Nigeria’s Gross Domestic Product (GDP) has been projected to grow to 4.22 per cent in Q4 2025, an increase from 3.98 per cent in Q3.
Multi-asset investment management firm, CardinalStone, made the projection in its recently released Macro Research note.
Earlier this week, the National Bureau of Statistics (NBS) released a report which showed that Nigeria’s economy grew by 3.98 per cent in the third quarter of 2025, marking a slight improvement over the 3.86 per cent recorded in the same period of 2024 but a decline compared to the 4.23 per cent in Q2’25.
Reacting to the NBS data, CardinalStone said the dip in the Q3’25 GDP had been anticipated, given softer oil output, a consequence of fading supportive base effects.
It, however, said a rebound is anticipated in the last quarter of the year, which is expected to be driven by improving macroeconomic conditions.
The firm noted that the recently released PMI numbers for November 2025 showed a strong and broad-based expansion in aggregate economic activities and it perceives that this robust output is likely to translate into strong GDP numbers for Q4’25.

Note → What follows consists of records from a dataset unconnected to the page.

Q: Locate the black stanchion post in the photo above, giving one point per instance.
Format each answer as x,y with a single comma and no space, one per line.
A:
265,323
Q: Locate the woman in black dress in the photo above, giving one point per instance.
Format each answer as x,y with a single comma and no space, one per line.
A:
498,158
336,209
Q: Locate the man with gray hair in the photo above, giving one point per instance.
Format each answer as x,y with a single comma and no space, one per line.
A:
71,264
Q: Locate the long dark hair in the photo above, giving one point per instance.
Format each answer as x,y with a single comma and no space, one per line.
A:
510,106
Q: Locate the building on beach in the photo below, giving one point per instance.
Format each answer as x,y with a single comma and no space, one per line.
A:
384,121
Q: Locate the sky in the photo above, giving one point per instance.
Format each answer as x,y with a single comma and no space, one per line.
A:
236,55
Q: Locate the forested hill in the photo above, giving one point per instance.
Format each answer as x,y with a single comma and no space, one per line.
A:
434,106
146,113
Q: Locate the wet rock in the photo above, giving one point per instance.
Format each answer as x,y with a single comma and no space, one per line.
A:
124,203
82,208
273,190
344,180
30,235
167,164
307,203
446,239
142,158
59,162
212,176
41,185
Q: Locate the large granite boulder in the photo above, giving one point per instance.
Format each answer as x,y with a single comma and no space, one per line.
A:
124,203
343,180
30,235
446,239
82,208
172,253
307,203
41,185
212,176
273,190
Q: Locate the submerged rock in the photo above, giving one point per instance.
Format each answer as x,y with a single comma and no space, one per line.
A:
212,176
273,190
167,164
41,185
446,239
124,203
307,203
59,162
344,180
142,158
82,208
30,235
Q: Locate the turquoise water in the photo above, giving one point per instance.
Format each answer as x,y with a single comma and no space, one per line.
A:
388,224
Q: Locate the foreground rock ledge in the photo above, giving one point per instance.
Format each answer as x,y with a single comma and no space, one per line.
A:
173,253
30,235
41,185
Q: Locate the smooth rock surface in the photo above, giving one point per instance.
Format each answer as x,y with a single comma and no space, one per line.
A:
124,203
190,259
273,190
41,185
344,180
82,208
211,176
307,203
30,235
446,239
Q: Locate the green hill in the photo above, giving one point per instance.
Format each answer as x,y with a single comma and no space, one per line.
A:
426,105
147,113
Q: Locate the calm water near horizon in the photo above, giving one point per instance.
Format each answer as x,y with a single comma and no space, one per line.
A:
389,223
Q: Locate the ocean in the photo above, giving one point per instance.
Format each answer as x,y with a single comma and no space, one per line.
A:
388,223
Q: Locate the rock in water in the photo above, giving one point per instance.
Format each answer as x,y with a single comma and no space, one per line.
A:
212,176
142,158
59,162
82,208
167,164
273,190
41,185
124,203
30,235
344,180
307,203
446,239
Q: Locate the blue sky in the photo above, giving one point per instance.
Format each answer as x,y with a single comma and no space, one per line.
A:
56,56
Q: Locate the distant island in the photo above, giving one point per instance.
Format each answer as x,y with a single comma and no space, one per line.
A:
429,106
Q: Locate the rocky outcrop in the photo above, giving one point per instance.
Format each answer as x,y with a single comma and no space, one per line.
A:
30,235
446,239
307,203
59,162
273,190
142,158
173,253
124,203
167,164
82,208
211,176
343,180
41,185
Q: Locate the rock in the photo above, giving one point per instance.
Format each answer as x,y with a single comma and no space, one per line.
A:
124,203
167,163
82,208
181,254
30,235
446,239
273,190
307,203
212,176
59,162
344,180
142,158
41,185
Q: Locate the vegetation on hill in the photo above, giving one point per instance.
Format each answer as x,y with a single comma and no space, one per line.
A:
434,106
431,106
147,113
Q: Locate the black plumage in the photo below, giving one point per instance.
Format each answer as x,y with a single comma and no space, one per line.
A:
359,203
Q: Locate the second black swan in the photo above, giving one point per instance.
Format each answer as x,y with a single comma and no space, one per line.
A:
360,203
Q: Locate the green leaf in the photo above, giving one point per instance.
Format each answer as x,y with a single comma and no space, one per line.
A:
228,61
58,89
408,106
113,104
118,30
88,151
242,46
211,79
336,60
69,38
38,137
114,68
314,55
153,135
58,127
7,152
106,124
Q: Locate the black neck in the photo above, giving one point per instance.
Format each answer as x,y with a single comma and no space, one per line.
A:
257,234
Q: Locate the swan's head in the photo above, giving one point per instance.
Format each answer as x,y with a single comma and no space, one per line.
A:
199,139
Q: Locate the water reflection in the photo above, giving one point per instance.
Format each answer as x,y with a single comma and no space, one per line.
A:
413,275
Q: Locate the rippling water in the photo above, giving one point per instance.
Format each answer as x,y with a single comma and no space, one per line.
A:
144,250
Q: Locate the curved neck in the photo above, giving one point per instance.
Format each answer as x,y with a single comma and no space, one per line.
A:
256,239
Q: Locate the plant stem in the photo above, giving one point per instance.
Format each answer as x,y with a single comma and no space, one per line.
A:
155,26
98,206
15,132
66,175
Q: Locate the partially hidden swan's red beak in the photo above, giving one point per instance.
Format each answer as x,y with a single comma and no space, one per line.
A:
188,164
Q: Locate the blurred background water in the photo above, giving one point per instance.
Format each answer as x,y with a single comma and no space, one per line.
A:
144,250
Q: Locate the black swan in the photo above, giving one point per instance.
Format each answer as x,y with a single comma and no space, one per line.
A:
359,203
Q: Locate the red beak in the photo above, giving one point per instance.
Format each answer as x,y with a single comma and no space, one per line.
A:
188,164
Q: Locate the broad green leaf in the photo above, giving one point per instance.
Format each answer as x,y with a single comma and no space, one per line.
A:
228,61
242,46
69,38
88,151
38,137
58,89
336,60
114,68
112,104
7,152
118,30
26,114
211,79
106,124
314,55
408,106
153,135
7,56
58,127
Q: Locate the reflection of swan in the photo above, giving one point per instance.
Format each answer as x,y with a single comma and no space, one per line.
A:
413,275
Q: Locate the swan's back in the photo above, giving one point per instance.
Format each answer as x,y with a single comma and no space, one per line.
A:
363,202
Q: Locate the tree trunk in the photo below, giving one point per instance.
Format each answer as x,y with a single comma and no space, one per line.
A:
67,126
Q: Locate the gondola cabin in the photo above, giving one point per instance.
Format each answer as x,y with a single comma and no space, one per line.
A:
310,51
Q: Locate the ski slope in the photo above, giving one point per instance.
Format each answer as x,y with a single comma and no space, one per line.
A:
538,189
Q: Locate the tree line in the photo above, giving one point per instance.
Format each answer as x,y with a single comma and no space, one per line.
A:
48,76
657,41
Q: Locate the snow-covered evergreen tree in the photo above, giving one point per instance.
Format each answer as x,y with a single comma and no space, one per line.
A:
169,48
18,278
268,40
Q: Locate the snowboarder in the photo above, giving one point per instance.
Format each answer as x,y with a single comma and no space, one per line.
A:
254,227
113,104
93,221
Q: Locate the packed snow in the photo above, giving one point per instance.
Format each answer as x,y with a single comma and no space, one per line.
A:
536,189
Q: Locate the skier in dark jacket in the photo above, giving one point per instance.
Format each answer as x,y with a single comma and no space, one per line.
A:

“Similarly, with macroeconomic conditions improving, we expect this to further filter into strong GDP numbers. Overall, we forecast Q4’25 GDP at 4.22 per cent, translating into a full-year 2025 growth of 3.92 per cent,” the economic update indicated.
On the performance of the economy in the third quarter, analysts at CardinalStone said oil production moderated in the period under review to 1.64 mb/d (vs. 1.68 mb/d in Q2’25), due to scheduled maintenance activities carried out at some upstream facilities and delays in the commencement of operations at OMLs 71 and 72.
In the non-oil sector, which recorded faster growth, currency appreciation and moderating inflation served as anchors.
A part of the report read: “The combination of both factors led to improved domestic consumption, supporting a faster pace of growth in the trade sector. In the same vein, financial services, which are largely banks, profited from elevated OMO rates, which averaged 28.0% in the period (vs. 27.5% in Q2’25). Banks also enjoyed higher fees and commissions in the period, providing an additional layer of support for output.
“On the flip side, growth slowed in the ICT sector, as the Nigerian Communications Commission continued to deactivate SIM cards not linked to the NIN. Elsewhere, the agric sector growth scaled to the highest level in 14 quarters, stemming from improved output due to the onset of the harvest season. The improving macroeconomic conditions are yet to be evident in the manufacturing sector, as elevated borrowing costs continue to dissuade activity. As such, the cumulative banking credit to the private sector was lower in the review period compared to Q2’25.”